コンテンツがコマースを牽引する次世代のブランド戦略
世界150以上の国と地域で事業を展開し、50以上のブランドを保有、年間380億ドル以上のシステム全体小売売上高を生み出すAuthentic Brands Group(以下、オーセンティック)。ReebokやChampion、Brooks Brothersなど、誰もが知るアイコニックなブランドを多数擁する同社のビジネスモデルは、一般的な小売・メーカー企業とは一線を画している。
彼らの基本戦略は、高い知名度と長期的な成長性を持つブランドの知的財産(IP)を取得・保有し、自らは製造や直接販売を行わず、ライセンスビジネスを通じて展開することだ。積極的なM&Aによる成長を継続しており、近年ではデニムブランド「Lee」などの買収も進めている。
特筆すべきは、単なるブランドの切り売りではなく、徹底した「ブランドの再構築と成長」にある。発表会に登壇したAPACプレジデントのWesley Chu氏は、自社の独自のモデルについて次のように語った。
「我々はブランドを取得したら、本物感を保ちながら再構成していきます。そして、コンテンツをしっかり整えていくことが、最終的にコマース、つまりビジネスにつながると考えています」
エンターテインメントを「成長の原動力」へと昇華
オーセンティックにおいて、エンターテインメントは単なるプロモーションの枠を超えた「成長の原動力」と位置付けられている。コンテンツを通じてブランドと消費者の感情的なつながりを深め、ブランドを「文化的な世界観」へと昇華させる戦略だ。

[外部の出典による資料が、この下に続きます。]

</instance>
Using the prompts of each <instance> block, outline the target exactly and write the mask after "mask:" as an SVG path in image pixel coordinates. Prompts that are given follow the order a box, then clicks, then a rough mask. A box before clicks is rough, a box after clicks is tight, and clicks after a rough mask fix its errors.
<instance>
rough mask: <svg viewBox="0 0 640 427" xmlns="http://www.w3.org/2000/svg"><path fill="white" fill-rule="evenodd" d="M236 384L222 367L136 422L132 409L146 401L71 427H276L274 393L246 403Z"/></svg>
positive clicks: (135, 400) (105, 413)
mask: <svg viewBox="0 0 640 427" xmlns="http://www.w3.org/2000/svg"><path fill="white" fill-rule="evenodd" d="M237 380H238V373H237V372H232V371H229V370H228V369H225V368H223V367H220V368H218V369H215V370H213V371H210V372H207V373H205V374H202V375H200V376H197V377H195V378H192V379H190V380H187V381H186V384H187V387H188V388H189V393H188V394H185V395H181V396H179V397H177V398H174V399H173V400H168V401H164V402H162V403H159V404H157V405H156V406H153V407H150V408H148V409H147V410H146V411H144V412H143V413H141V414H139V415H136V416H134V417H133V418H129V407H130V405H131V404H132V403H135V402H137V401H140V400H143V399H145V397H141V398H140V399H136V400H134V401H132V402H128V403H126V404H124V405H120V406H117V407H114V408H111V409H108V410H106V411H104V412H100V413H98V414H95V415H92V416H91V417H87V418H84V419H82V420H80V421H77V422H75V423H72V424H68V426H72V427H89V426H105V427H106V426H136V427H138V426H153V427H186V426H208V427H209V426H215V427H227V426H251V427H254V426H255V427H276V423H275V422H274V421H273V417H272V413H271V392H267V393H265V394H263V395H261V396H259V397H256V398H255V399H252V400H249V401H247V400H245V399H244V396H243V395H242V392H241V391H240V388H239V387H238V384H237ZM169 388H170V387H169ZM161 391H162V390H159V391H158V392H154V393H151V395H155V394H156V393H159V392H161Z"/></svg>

具体例として、シャキール・オニールやデビッド・ベッカムといった世界的なカルチャーアイコンとのパートナーシップが挙げられる。Netflixのドキュメンタリーシリーズ『ベッカム』は世界的な話題を呼び、結果として彼に関連するブランドの売上成長に直接的な影響を与えた。
さらに、彼らはライブイベントも重視している。年間50以上のイベントを開催し、6万5,000人以上を動員。そこから生まれるSNSでのインプレッションは3億2,400万件を超え、デジタル上での露出にもつながっている。
このアプローチは、現代のEC担当者にとって極めて重要なインサイトを含んでいる。自社のECサイトやSNSアカウントは、単なる「商品の陳列棚」になっていないだろうか。商品のスペックや価格を訴求するだけでなく、ブランドが持つ歴史や世界観をエンターテインメントとして昇華させ、消費者の感情を揺さぶる「ストーリーテリング」の構築が求められているのである。